Nimmt man das Narrativ, Putin sei unberechenbar, wahnsinnig, schotte sich ab und sei die größte Gefahr für den Weltfrieden, müsste der Westen, müssten vor allem die USA das sich immer stärker anbahnende Bündnis aus Russland und China aufbrechen. Das bedeutet eine Abkehr der Anti-VR China-Politik der USA, wie sie trotz ihrer unterschiedlichen ideologischen Ausrichtung sowohl die Trump- wie auch die Biden-Administration bislang vehement verfolgt haben.
Bislang hat Russland bereits über seinen Beistandspakt "Collective Security Treaty Organization" (CSTO, russisch: ODKB) die ehemaligen Sowjetrepubliken Belarus, Kasachstan, Armenien, Kirgistan und Tadschikistan an sich gebunden. Diese Allianz besteht nicht nur theoretisch auf dem Papier, sondern sie wird leider im Interesse Russlands auch gelebt. Am 05. Januar 2022 erbat daher die kasachische Regierung von der CSTO die Entsendung von "Friedenskräften" zur Eindämmung "terroristischer Banden", was in Wirklichkeit gegen steigende Benzinpreise und Freiheitseinschränkungen protestierende Demonstranten gerichtet war.

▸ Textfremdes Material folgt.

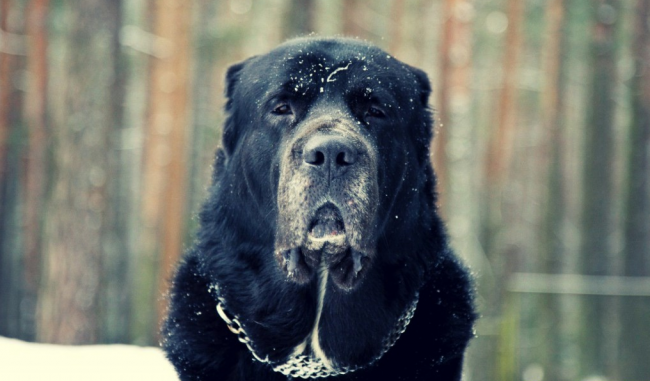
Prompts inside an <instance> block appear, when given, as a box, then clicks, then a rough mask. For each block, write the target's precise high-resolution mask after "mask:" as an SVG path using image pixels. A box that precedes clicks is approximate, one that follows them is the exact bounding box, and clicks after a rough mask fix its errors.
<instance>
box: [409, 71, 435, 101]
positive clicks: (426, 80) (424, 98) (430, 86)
mask: <svg viewBox="0 0 650 381" xmlns="http://www.w3.org/2000/svg"><path fill="white" fill-rule="evenodd" d="M409 69H411V72H412V73H413V74H415V79H416V81H417V85H418V90H419V93H420V102H421V103H422V106H424V107H428V106H429V95H431V82H430V81H429V77H428V76H427V73H425V72H424V71H422V70H420V69H418V68H416V67H413V66H409Z"/></svg>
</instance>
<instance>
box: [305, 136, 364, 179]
mask: <svg viewBox="0 0 650 381" xmlns="http://www.w3.org/2000/svg"><path fill="white" fill-rule="evenodd" d="M302 152H303V154H302V159H303V162H304V163H305V164H307V165H310V166H312V167H314V168H316V169H319V170H323V171H328V172H330V173H331V175H332V176H333V177H336V176H338V175H340V174H342V173H343V172H345V171H346V170H347V168H348V167H349V166H350V165H353V164H354V163H356V162H357V158H358V152H357V150H356V149H355V147H354V145H353V144H352V142H350V141H349V140H348V139H346V138H345V137H343V136H336V135H316V136H314V137H312V138H311V139H309V140H308V141H307V144H305V147H304V149H303V151H302Z"/></svg>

https://eurasianet.org/csto-agrees-to-intervene-in-kazakhstan-unrest (Öffnet in neuem Fenster)Die Amerikaner haben ihrerseits Bündnisse geschmiedet, geostrategisch gerichtet gegen Russland wie auch gegen die VR China.
- Quad - ein loses Bündnis aus den USA, Japan, Indien und Australien
- AUCUS - ein Bünsnis aus den USA, Großbritannien und Australien
Aber gegen die gewaltige Landmasse, Bevölkerungszahl, Militär- und jetzt auch Wirtschaftsmacht aus der VR China und Russland sind diese Bündnisse unterlegen. Den USA und dem Westen bleibt als Alternative, sich mit diktatorischen, despotischen Regimes wie Vietnam und VR China zu arrangieren, um gegen Putin vorzugehen.
Nur durch diese diplomatischen Schachzüge kann der Westen, können die USA eine Stärke aufbauen, um Putin vor weiteren Angriffskriegen abzuhalten.
Und trotz all dieser geostrategischen Überlegungen: es wird dem Westen auch nach der wahrscheinlichen Niederlage der Ukraine und ihre Einbindung in die russische Machtsphäre nichts anderes übrig bleiben, als mit Putin zu reden.
Eine Politik der Stärke allein kann nicht erfolgreich sein, es braucht auch Diplomatie und Gespräche. Immer wieder.
Es wird langer Atem nötig sein, um den Frieden zu wahren. Osteuropa stand 1945 bis 1991 unter sowjetkommunistischer Hegemonie. Heute stehen wir wieder vor einer solchen Herausforderung!